What is up with this?
Is it phenomenal because they've broken the laws of physics with that type size? Is it phenomenal because they had enough insight to code it in 1992 and beam it into the future? Like, is this the first cryogenic site? Has it been dormant for 15 years and now it's come to life because the Internet is "hot"? Is it like a colony of termites that has been resurrected? Is there wood to ground contact? Or is it phenomenal because the projections on the number of people attending versus the pittance they've spent on the site will put the ROI through the roof? In that sense, it may very well be phenomenal.
But that's not what they mean by phenomenal. I have seen these two speak and they're smart and successful. Fine. But if they're offering up phenomenal in my life, your life, people's lives, why does their site look like it was designed in very dim light by a student who is taking maths (plural intentional), who just got dumped by his girlfriend, and has a huge paper cut and who's in the hold of a tall ship in the middle of a hurricane and is being gnawed at by plague-ridden rats that look like Liza Minelli?
One word to consider before you hit the PUBLISH button on your site is brand promise.
What is so phenomenal about using the EXTRUDE filter in Photoshop to make the price seem PHENOMENAL? Does that extrude filter make you feel you can trust these people? Who wrote the badge on the left that says you can get "Two inspirational speakers for the price of one!" Does that inspire you? Did they trawl the dregs of infomercial writers to find the only one left wearing a button down sweater and a fedora? The one whose pants ride up to the top of his rib cage? The one smoking that stank-pipe who calls the woman in his life (read, receptionist) "little girl" as he stares at her "bosom"? Did they find that one writer? Is he cryogenic too? Is he a George Romero corpse? Because nobody writes that stuff unless they're looking to sell unwanted hair removal systems or knives that cut ripe tomatoes or things that make the beef jerky. Does this type size make what I'm saying more phenomenal? What if I add !!!!!!!!!!!!!!!! and ?!?!?!?!?!?!? and some NEW NEW NEW NEW. What if I show ACORNS? That's a good metaphor for...for growing and...saving up....and falling far not from the tree and....um....nuts and gum - together at last!

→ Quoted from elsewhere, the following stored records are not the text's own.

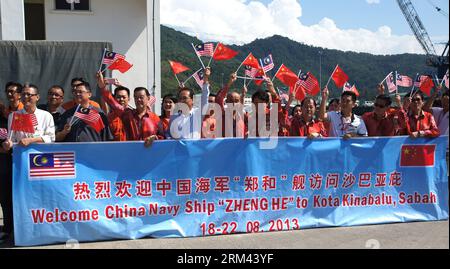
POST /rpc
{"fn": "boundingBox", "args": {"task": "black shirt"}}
[37,104,63,125]
[57,106,113,143]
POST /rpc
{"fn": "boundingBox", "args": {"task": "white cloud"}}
[366,0,381,4]
[160,0,434,55]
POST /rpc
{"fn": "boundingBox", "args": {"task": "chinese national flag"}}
[419,76,435,96]
[276,64,299,88]
[241,53,261,69]
[169,60,190,75]
[108,58,133,73]
[400,145,436,167]
[10,113,35,134]
[332,66,349,88]
[213,43,238,61]
[290,84,306,102]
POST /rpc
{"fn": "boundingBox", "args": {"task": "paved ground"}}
[1,208,448,249]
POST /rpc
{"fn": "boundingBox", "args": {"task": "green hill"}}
[161,25,435,101]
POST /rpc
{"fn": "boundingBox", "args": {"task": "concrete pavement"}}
[1,205,448,249]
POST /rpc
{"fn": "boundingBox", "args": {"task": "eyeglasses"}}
[48,93,63,98]
[73,90,89,95]
[6,90,18,95]
[21,93,38,98]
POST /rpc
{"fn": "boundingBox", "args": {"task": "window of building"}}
[54,0,90,11]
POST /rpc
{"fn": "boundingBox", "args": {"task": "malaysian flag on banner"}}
[193,69,205,88]
[261,54,275,73]
[29,152,76,179]
[0,128,7,140]
[396,74,413,87]
[194,43,214,57]
[102,50,126,65]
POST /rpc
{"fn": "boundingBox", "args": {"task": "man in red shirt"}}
[97,72,161,147]
[362,94,408,136]
[404,91,440,138]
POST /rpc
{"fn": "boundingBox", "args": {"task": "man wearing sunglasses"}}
[38,85,66,124]
[362,94,409,137]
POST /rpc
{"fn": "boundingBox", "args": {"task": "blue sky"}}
[161,0,449,55]
[296,0,448,37]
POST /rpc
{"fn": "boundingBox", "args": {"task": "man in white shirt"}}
[2,84,55,151]
[319,87,368,139]
[169,68,211,140]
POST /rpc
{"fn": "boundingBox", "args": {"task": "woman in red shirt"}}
[158,94,177,139]
[290,97,327,138]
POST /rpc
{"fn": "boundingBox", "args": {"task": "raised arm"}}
[201,67,211,111]
[423,86,441,113]
[96,72,125,116]
[216,72,237,110]
[319,87,329,122]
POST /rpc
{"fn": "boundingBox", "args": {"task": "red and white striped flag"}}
[193,69,205,88]
[0,128,7,140]
[260,54,275,73]
[244,65,260,78]
[396,74,413,87]
[29,152,76,179]
[31,113,38,127]
[102,50,126,65]
[194,43,215,57]
[386,73,397,93]
[74,107,105,133]
[297,72,320,96]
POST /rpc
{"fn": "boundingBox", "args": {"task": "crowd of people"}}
[0,67,448,243]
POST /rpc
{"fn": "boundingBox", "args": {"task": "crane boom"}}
[396,0,437,56]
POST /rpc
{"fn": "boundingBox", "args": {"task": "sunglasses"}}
[374,103,386,108]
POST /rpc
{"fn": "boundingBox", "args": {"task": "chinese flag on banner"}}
[213,43,239,61]
[241,53,261,69]
[275,64,299,88]
[169,60,190,75]
[332,66,349,88]
[108,58,133,73]
[419,76,435,96]
[10,113,35,134]
[400,145,436,167]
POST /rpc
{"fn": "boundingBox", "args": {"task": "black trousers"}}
[0,155,13,234]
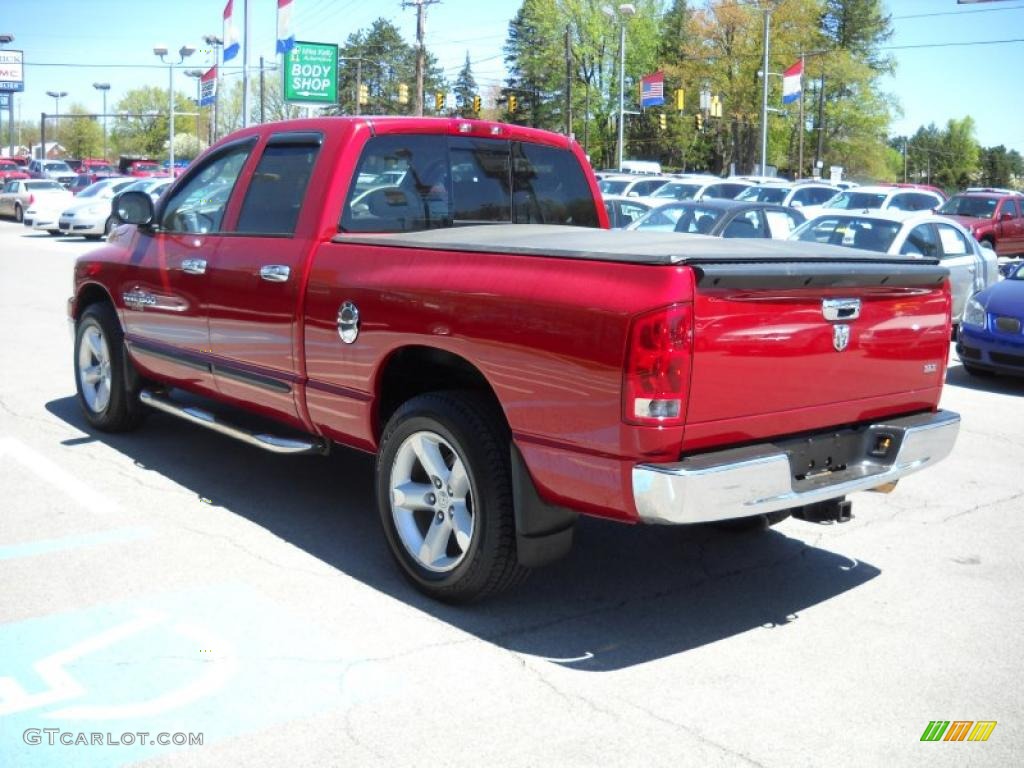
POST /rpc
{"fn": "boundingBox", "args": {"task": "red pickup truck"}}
[69,117,961,602]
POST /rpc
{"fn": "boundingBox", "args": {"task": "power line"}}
[892,4,1024,20]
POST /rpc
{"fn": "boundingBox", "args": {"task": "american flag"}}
[640,71,665,107]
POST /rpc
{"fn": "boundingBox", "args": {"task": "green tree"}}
[110,86,193,159]
[934,116,980,190]
[57,104,104,159]
[454,52,477,117]
[332,18,445,116]
[978,145,1023,189]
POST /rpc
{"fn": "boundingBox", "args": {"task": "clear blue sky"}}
[2,0,1022,154]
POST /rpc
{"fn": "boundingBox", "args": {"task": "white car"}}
[735,181,840,209]
[25,201,73,234]
[789,209,999,325]
[597,174,671,199]
[639,176,752,205]
[797,184,944,221]
[57,178,135,239]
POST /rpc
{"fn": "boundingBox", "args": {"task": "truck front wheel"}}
[74,302,144,432]
[375,392,527,603]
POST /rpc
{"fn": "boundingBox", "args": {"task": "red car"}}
[938,190,1024,256]
[0,161,30,182]
[69,117,960,602]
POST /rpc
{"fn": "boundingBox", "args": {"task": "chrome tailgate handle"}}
[822,298,861,321]
[181,259,207,275]
[260,265,290,282]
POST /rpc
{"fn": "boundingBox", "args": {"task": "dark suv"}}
[938,189,1024,257]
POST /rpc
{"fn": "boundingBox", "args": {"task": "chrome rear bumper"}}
[632,410,960,524]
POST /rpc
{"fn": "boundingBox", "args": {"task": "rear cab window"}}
[340,132,598,233]
[236,133,322,235]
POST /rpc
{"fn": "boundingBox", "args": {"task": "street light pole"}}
[155,44,195,175]
[184,70,204,145]
[45,90,67,156]
[203,35,223,142]
[604,4,635,172]
[758,2,775,176]
[92,82,110,160]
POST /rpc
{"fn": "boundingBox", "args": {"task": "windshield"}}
[599,179,629,195]
[791,215,901,253]
[25,180,63,191]
[736,185,788,203]
[651,182,703,201]
[44,162,72,173]
[824,191,888,210]
[1008,263,1024,280]
[0,162,18,170]
[938,196,998,219]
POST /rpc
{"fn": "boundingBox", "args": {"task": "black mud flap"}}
[510,444,577,568]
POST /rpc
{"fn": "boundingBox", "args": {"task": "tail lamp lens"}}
[623,304,692,425]
[28,194,35,206]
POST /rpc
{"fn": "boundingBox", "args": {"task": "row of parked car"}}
[596,171,1024,331]
[0,176,171,238]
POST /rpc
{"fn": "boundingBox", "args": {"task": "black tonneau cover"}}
[332,224,948,289]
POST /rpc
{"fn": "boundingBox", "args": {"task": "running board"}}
[139,389,329,455]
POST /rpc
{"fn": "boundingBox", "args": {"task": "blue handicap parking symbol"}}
[0,583,396,767]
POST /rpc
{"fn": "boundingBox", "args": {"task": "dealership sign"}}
[0,49,24,92]
[283,41,338,105]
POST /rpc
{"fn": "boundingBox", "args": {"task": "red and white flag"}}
[277,0,295,54]
[223,0,240,62]
[783,59,803,104]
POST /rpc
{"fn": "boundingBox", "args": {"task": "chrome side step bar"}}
[139,389,329,455]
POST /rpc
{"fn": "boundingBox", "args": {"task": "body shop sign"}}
[0,50,25,92]
[284,42,338,105]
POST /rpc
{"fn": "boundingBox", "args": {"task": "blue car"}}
[958,261,1024,377]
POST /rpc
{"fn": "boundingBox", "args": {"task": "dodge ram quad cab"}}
[69,117,961,602]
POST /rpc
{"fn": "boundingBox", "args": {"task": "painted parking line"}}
[0,583,400,767]
[0,437,121,516]
[0,528,152,562]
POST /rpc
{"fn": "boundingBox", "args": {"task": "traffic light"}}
[695,112,703,132]
[435,92,445,112]
[675,88,684,112]
[659,113,667,131]
[508,94,517,113]
[472,95,481,113]
[358,83,369,106]
[398,83,409,105]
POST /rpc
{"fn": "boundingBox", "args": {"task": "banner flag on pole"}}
[640,71,665,108]
[223,0,240,62]
[782,59,803,104]
[276,0,295,54]
[200,66,218,106]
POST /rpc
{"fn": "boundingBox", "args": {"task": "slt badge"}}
[833,324,851,352]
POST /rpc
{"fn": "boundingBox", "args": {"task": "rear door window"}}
[236,135,322,235]
[722,209,764,238]
[900,224,938,257]
[341,134,452,233]
[511,141,598,227]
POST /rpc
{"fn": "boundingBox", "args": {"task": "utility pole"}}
[564,25,572,136]
[814,66,825,175]
[403,0,439,116]
[355,58,362,116]
[903,138,908,183]
[259,54,265,123]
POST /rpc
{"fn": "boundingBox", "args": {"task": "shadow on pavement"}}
[946,362,1024,396]
[47,394,880,672]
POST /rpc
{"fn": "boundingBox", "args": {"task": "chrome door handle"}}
[259,265,290,282]
[181,259,207,275]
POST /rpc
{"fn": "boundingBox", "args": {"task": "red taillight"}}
[27,193,35,206]
[623,303,693,426]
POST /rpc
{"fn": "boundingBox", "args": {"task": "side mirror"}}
[979,240,994,251]
[791,200,803,208]
[116,190,155,227]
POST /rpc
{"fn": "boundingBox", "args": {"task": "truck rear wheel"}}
[375,391,527,603]
[74,302,144,432]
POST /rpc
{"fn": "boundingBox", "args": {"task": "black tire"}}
[713,510,791,533]
[74,302,145,432]
[375,391,527,603]
[14,203,23,223]
[85,234,103,241]
[47,229,61,236]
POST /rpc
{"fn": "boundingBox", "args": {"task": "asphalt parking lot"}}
[0,219,1022,768]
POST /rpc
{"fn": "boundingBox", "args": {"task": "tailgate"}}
[685,260,951,447]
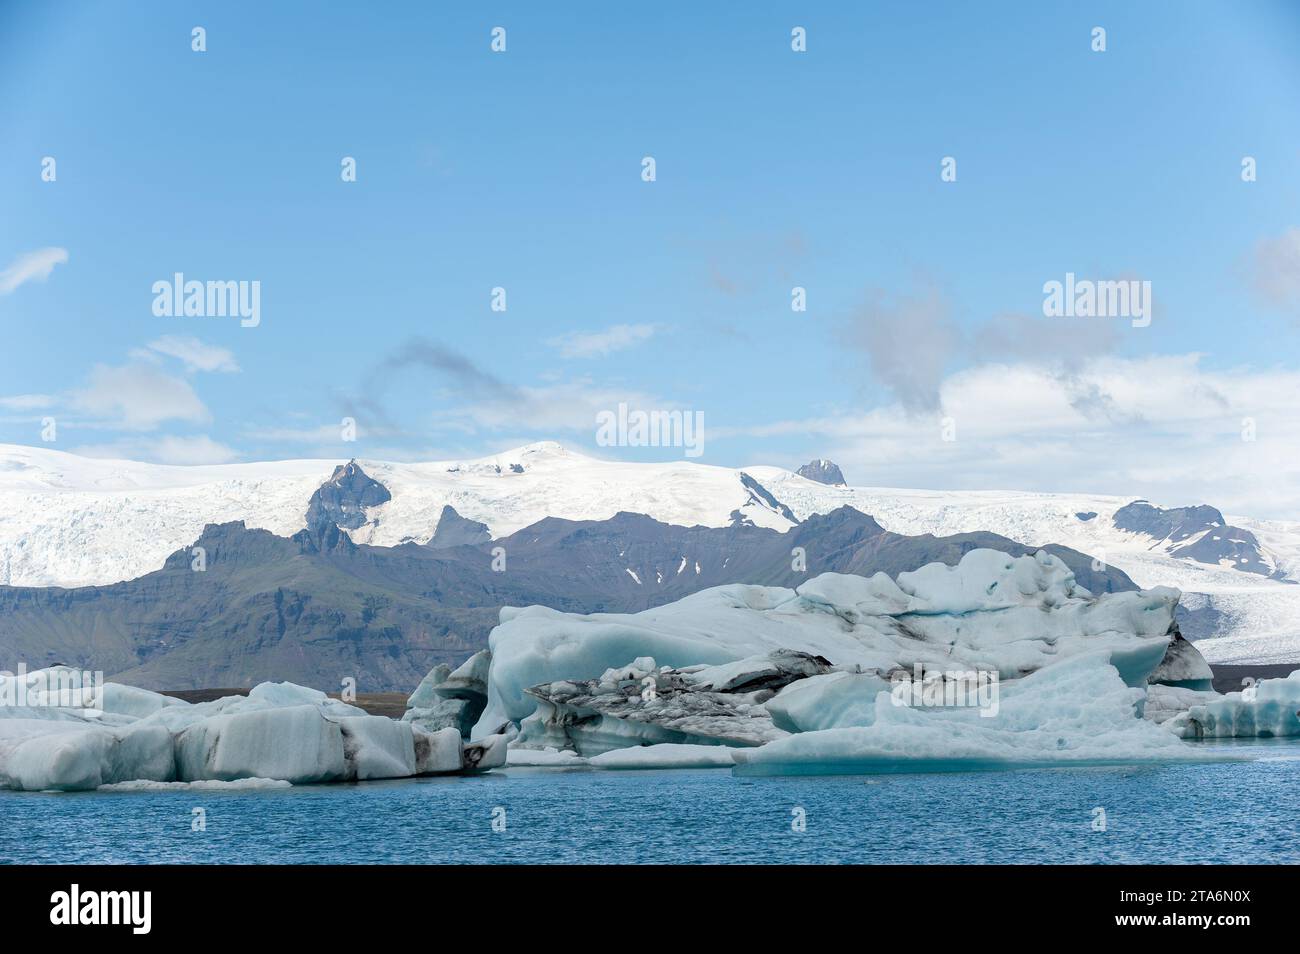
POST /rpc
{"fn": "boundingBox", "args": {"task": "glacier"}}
[3,439,1298,665]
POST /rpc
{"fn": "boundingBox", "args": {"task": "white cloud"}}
[139,336,240,373]
[70,364,210,430]
[548,323,658,359]
[0,247,69,294]
[724,354,1300,519]
[72,435,239,465]
[0,394,55,411]
[436,379,667,434]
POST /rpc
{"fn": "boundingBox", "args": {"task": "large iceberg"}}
[477,549,1242,774]
[733,653,1229,775]
[0,670,504,792]
[476,550,1200,737]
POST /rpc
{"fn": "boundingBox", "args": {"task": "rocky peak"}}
[427,505,491,549]
[796,459,847,486]
[305,460,391,535]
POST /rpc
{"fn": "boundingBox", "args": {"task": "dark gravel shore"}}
[1209,663,1299,694]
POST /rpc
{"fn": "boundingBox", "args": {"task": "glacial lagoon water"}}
[2,742,1297,865]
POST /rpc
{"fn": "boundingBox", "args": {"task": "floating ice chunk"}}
[506,745,589,767]
[0,720,174,791]
[407,664,451,709]
[404,652,491,736]
[462,733,508,771]
[1147,635,1215,690]
[439,650,491,701]
[599,657,658,683]
[245,681,329,708]
[175,705,348,784]
[1144,685,1220,724]
[765,671,893,733]
[588,743,736,769]
[98,684,187,720]
[404,698,476,736]
[475,552,1194,738]
[895,548,1084,612]
[1,671,504,790]
[1169,670,1300,739]
[734,654,1230,776]
[336,716,416,780]
[685,651,831,693]
[99,777,292,792]
[413,725,465,774]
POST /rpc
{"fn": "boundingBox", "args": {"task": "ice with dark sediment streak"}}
[0,671,504,792]
[480,550,1267,773]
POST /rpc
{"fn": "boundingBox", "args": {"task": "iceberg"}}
[1169,670,1300,739]
[0,669,508,791]
[512,650,830,755]
[403,651,490,736]
[733,654,1234,776]
[474,550,1205,740]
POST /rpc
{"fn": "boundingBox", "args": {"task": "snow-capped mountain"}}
[1,440,1297,663]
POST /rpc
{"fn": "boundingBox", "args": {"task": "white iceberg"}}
[475,550,1200,739]
[733,654,1236,776]
[1169,670,1300,739]
[588,743,737,769]
[0,670,507,791]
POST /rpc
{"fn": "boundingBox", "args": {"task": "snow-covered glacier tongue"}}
[478,548,1233,774]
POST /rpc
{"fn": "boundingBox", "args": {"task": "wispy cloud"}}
[136,336,240,373]
[0,247,68,295]
[70,363,210,430]
[839,282,961,414]
[72,434,238,465]
[1251,227,1300,316]
[0,394,55,411]
[723,353,1300,519]
[548,323,659,359]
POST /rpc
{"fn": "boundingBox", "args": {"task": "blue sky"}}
[3,2,1300,515]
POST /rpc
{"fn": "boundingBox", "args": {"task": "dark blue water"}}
[2,743,1296,864]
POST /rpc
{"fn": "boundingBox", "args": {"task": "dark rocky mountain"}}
[0,499,1137,692]
[305,460,391,534]
[731,472,798,526]
[426,505,491,549]
[796,459,847,486]
[1113,500,1286,580]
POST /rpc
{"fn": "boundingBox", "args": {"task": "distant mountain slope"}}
[0,506,1135,691]
[1,441,1297,663]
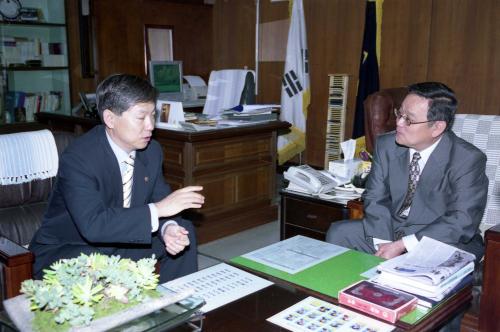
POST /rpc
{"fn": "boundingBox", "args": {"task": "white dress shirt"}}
[106,131,177,234]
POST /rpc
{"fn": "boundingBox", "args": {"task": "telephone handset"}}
[284,165,339,195]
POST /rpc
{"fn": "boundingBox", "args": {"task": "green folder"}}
[231,249,433,325]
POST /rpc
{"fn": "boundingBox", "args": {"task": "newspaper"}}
[377,236,475,286]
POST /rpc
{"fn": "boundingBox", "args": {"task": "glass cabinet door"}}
[0,0,69,124]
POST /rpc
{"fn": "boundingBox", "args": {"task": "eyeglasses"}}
[394,108,434,126]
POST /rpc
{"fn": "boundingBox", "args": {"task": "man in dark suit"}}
[30,74,204,282]
[326,82,488,261]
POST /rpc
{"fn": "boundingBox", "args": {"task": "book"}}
[338,280,418,323]
[374,267,473,301]
[376,261,474,295]
[413,274,473,308]
[377,237,475,286]
[267,296,395,332]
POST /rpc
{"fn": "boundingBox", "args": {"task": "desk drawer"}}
[284,224,326,241]
[284,197,347,233]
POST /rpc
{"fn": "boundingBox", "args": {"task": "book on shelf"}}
[338,280,418,323]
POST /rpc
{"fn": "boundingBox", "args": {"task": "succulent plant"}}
[21,253,160,328]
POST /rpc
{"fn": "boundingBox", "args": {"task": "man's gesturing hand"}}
[375,240,406,259]
[163,224,190,255]
[155,186,204,218]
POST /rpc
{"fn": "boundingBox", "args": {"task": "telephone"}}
[284,165,339,195]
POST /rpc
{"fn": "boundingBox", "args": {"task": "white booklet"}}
[377,236,475,286]
[242,235,348,274]
[267,296,394,332]
[161,263,273,313]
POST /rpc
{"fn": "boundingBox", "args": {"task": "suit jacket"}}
[31,125,175,250]
[362,130,488,256]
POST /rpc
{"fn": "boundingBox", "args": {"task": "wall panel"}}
[68,0,213,105]
[379,0,432,88]
[426,0,500,115]
[212,0,255,70]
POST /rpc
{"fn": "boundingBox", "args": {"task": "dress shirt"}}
[106,131,178,233]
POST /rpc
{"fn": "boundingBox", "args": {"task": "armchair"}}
[360,88,500,331]
[0,130,74,306]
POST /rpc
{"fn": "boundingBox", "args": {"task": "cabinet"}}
[280,190,349,241]
[154,121,290,244]
[0,0,70,124]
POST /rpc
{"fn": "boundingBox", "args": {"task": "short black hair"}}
[96,74,158,121]
[407,82,457,131]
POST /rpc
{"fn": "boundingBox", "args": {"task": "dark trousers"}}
[31,220,198,283]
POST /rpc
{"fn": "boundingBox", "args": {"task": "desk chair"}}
[360,87,500,331]
[202,69,256,116]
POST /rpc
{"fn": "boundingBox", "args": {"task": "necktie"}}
[122,154,135,208]
[398,152,421,218]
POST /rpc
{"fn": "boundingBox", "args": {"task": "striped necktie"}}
[398,152,421,218]
[122,154,135,208]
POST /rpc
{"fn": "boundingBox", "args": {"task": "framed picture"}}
[159,102,171,123]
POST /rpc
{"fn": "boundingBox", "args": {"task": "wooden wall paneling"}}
[256,62,284,104]
[92,0,144,80]
[256,0,288,104]
[142,1,213,80]
[379,0,433,89]
[212,0,255,70]
[304,0,365,167]
[68,0,213,103]
[66,0,98,106]
[426,0,500,115]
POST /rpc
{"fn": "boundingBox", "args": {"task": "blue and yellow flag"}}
[352,0,382,138]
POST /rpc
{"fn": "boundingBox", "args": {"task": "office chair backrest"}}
[202,69,256,116]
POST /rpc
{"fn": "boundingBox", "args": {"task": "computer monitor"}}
[148,60,183,94]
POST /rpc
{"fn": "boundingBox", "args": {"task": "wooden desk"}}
[35,112,290,244]
[155,121,290,243]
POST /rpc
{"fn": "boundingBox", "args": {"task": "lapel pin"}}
[144,177,149,182]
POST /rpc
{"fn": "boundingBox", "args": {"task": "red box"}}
[338,280,418,323]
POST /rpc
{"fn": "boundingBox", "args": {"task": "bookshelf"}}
[0,0,70,125]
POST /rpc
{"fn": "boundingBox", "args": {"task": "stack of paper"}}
[373,237,475,302]
[220,104,280,124]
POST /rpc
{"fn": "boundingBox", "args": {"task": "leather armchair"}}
[363,87,407,152]
[0,131,74,306]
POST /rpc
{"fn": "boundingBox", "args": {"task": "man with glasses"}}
[326,82,488,262]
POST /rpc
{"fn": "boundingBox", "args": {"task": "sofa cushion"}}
[0,201,46,247]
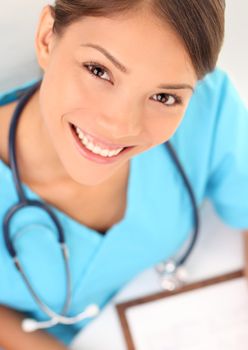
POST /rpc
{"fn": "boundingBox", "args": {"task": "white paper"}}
[126,277,248,350]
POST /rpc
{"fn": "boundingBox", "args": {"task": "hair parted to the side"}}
[50,0,225,80]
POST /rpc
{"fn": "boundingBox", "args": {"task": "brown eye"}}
[83,63,111,82]
[152,93,182,107]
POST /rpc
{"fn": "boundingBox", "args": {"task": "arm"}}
[0,305,68,350]
[243,230,248,281]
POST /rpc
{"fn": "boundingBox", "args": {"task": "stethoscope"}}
[2,80,199,332]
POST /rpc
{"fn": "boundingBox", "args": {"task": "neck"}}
[15,88,70,188]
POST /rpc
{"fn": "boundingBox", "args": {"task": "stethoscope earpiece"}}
[22,304,100,332]
[22,318,43,332]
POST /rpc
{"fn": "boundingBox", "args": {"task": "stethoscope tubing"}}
[8,81,42,203]
[2,81,199,330]
[165,142,199,265]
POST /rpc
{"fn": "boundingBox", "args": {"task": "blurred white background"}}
[0,0,247,105]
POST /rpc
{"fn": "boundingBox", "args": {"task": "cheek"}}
[38,70,87,132]
[147,112,185,145]
[40,63,103,125]
[39,74,110,146]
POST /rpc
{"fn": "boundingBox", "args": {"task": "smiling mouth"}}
[69,122,134,164]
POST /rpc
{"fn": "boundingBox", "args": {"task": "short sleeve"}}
[205,72,248,229]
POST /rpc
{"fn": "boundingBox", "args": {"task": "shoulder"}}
[189,67,247,118]
[169,68,248,198]
[188,68,234,113]
[0,79,40,106]
[177,68,247,135]
[194,67,233,97]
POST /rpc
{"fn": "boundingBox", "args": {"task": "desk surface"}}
[70,201,244,350]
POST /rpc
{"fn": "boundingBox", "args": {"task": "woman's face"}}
[36,5,197,186]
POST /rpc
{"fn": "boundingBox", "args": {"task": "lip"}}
[70,123,132,150]
[69,123,134,164]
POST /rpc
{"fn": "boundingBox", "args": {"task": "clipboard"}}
[116,269,246,350]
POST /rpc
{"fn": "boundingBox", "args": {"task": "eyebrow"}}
[81,42,195,92]
[81,43,129,74]
[158,84,195,92]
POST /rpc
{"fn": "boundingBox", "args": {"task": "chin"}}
[61,160,119,187]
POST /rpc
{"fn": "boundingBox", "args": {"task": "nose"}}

"Have you seen the burgeonverger!?!?!?!?!?!? It's phenomenal."
One word to consider before you hit the PUBLISH button on your site is credibility.
So this blog is rather a stream of consciousness and it's sometimes hard to get through as a result. I know. I know. But it's supposed to be. And I'm not selling anything other than thinking and ranting and violins. (See previous posts.) The grammar on that site is absolutely hideous. Just read the first paragraph. It's not good. It doesn't really make sense. Not really. It's a self-improvement site! How am I supposed to believe I'll self-improve when what I'm reading is so badly written? The conference is a few hundred bucks and the folks running it will be selling those who've paid their few hundred bucks another few hundred bucks worth of material they can't live without! Confused? Don't be. If you go they'll try and sell you a bunch of stuff they've written. More of what you already heard and paid for - but chocked full of daily exercises so you can put your learning into practice ... and blank paper so you can take notes in the blank paper book you just paid $30 for. Some of their products will be priced in the HUNDREDS.
But if that's the kind of writing I'm seeing on the site, why would I pay for more? No one has taken the time to edit it. I wouldn't even buy a thong that isn't stamped INSPECTOR 35 and that only costs a coupl'a bucks.
One word to consider before you hit the PUBLISH button on your site is integrity of your product.
I have no problem with this "self-improvement makes good business for the common man" business that's surfaced due to the consciousness raising of Umrricah and all that. Fine. But the least you can do is have someone edit your sh!t so I don't feel like I have to turn my head and cough when I sign up. Leave me some semblance of dignity when I write you the cheque.
See you at the conference! Be there or be an acorn!